Mainstream media pundits have complained about the OWS movement's lack of a focused message (here is a great article about why those pundits are mattering less and less). So let me walk around the block for a minute and complicate their message even further. On second thought, though, how complicated is this? One of the movement's favorite chants is “Whose streets? Our streets!”: cars, more than anything else, embody the unhealthy, unjust ways in which we occupy this planet. And the reason we all need our cars like we do stems from money. Los Angeles once had one of the most efficient streetcar systems in the world. Prior to GM's buyout of their public transit system, Los Angeles—the city whose name now conjures immediate images of gridlock—once strove for the same thing I want.
What I want is a world without cars.
The reasons for this are many, and to be honest, right now, I don’t even know where to start.
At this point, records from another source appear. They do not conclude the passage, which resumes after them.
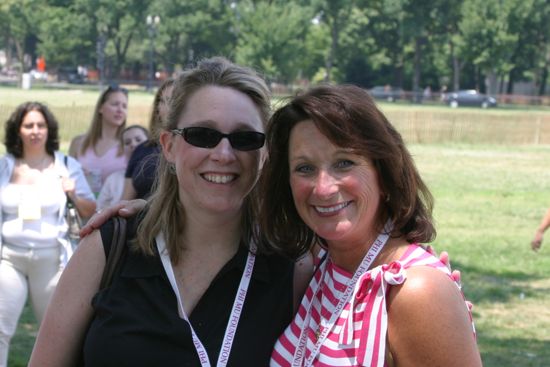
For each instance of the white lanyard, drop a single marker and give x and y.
(235, 312)
(300, 351)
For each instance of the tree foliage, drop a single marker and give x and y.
(485, 44)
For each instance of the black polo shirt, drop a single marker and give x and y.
(137, 322)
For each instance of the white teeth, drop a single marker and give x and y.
(219, 178)
(332, 209)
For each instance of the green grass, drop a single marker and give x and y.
(488, 171)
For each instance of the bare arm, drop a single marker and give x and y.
(539, 234)
(69, 313)
(428, 322)
(129, 192)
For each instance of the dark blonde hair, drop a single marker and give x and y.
(165, 212)
(94, 132)
(155, 123)
(349, 118)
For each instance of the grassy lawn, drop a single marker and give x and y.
(489, 201)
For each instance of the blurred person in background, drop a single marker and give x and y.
(35, 182)
(111, 192)
(100, 150)
(536, 243)
(142, 166)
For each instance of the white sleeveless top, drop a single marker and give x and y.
(30, 213)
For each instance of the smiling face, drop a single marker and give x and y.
(115, 108)
(34, 131)
(336, 192)
(215, 179)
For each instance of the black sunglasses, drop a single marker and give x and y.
(204, 137)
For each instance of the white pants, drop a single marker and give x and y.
(24, 271)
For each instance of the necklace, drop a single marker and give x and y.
(321, 333)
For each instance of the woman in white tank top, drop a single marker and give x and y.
(35, 182)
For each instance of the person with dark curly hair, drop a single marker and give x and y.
(35, 182)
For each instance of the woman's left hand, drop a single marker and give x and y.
(68, 186)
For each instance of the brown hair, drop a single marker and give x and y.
(165, 212)
(12, 139)
(94, 132)
(349, 118)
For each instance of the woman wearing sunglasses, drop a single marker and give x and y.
(196, 287)
(100, 150)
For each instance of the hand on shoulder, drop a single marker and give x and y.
(75, 145)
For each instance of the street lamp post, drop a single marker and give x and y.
(152, 23)
(101, 41)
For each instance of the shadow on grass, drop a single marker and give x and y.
(514, 352)
(482, 285)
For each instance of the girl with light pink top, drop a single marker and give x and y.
(99, 150)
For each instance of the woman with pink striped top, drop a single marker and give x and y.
(377, 298)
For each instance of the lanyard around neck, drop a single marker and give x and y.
(300, 352)
(235, 311)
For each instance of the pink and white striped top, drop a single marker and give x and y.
(358, 338)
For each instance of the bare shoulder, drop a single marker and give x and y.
(438, 328)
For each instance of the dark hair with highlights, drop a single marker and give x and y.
(12, 140)
(93, 134)
(349, 118)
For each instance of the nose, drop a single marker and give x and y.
(325, 184)
(223, 152)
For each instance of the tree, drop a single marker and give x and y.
(276, 47)
(20, 19)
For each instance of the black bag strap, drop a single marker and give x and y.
(118, 245)
(70, 203)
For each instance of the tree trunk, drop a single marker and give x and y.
(332, 52)
(456, 67)
(416, 75)
(543, 80)
(511, 80)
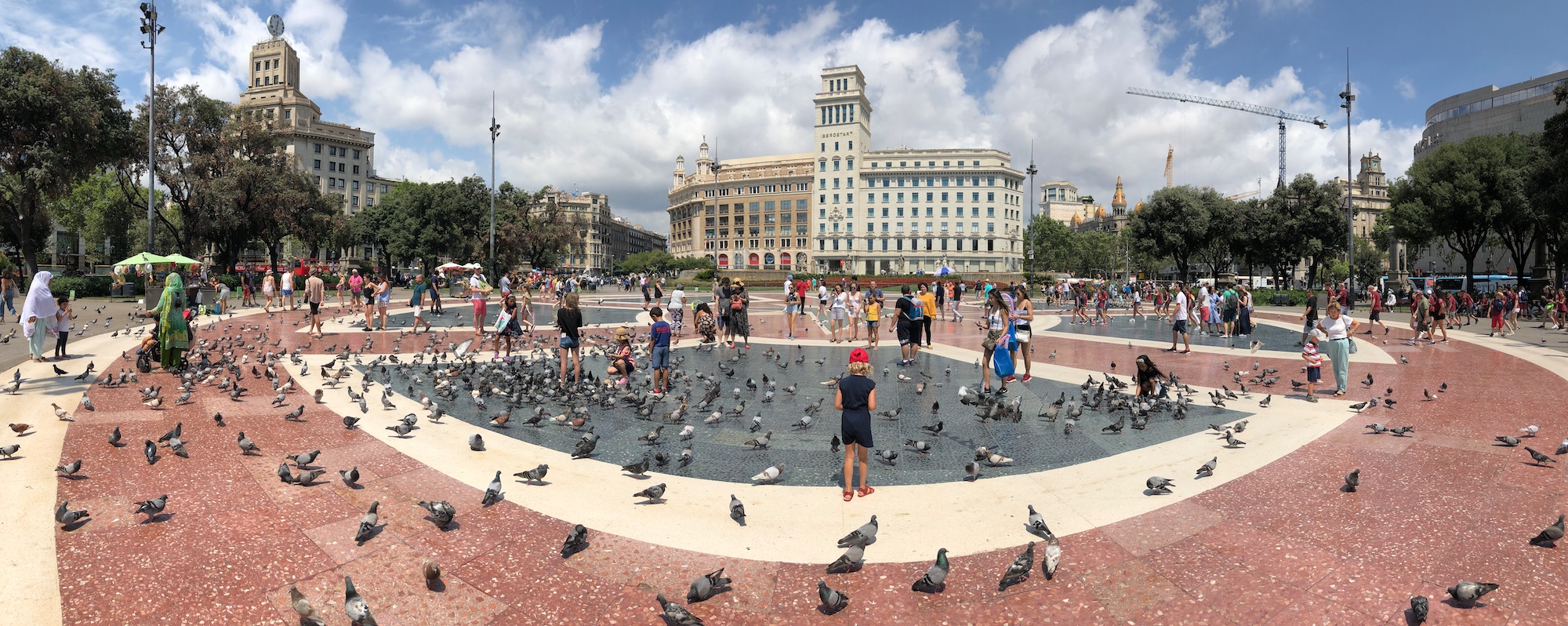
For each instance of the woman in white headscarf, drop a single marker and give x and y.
(38, 315)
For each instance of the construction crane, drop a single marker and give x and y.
(1171, 155)
(1276, 114)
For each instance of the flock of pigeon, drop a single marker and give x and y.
(241, 357)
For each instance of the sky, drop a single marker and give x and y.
(604, 96)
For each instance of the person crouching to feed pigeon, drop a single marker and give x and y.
(857, 398)
(622, 362)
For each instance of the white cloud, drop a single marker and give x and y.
(1406, 89)
(1211, 21)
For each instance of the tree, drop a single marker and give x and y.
(1457, 194)
(1172, 225)
(57, 128)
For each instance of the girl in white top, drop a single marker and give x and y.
(838, 316)
(267, 291)
(852, 302)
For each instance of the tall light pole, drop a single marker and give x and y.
(495, 133)
(1029, 241)
(1351, 206)
(151, 29)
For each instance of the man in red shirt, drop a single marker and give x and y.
(1377, 310)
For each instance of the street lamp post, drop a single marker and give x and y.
(1029, 242)
(1351, 206)
(495, 134)
(151, 29)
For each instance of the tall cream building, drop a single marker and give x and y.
(339, 156)
(890, 211)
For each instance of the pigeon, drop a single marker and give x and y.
(1053, 558)
(849, 561)
(1020, 569)
(355, 605)
(493, 492)
(368, 525)
(934, 580)
(703, 588)
(70, 468)
(832, 600)
(653, 493)
(576, 540)
(769, 475)
(860, 537)
(738, 511)
(532, 476)
(1467, 592)
(303, 608)
(247, 446)
(440, 512)
(68, 517)
(153, 508)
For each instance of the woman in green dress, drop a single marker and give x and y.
(175, 335)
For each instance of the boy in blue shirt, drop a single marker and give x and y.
(659, 348)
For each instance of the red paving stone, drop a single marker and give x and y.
(1280, 545)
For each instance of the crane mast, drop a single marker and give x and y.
(1279, 115)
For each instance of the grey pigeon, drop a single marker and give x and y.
(849, 561)
(738, 511)
(1037, 525)
(1053, 558)
(653, 493)
(368, 523)
(1020, 569)
(860, 537)
(68, 517)
(493, 492)
(932, 583)
(355, 605)
(1467, 592)
(576, 540)
(440, 512)
(1418, 610)
(302, 606)
(532, 476)
(832, 600)
(1548, 536)
(153, 508)
(1160, 486)
(677, 614)
(703, 588)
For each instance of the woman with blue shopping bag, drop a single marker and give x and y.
(996, 343)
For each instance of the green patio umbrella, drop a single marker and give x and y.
(143, 260)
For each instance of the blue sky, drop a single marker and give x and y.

So this is just the first of many Letters from Pedestrianica, the name I’ve decided to give this carless world I’ve been talking about. Even now, as I write this, those wavy red lines have attached themselves to the undercarriage of carless: Microsoft Word has decided that carless is not a word.
The software feels the same way about the word, classism. But at the rapid rate political discourse now seems to be shifting, we’ll see how long that lasts.
Welcome to Pedestrianica. It’s a mouthful, for sure, as we lift ourselves up out of the smog. But who knows what sort of things we’ll articulate, one day when we walk together, that day when we’ve finally freed ourselves of our dull and cumbersome cars?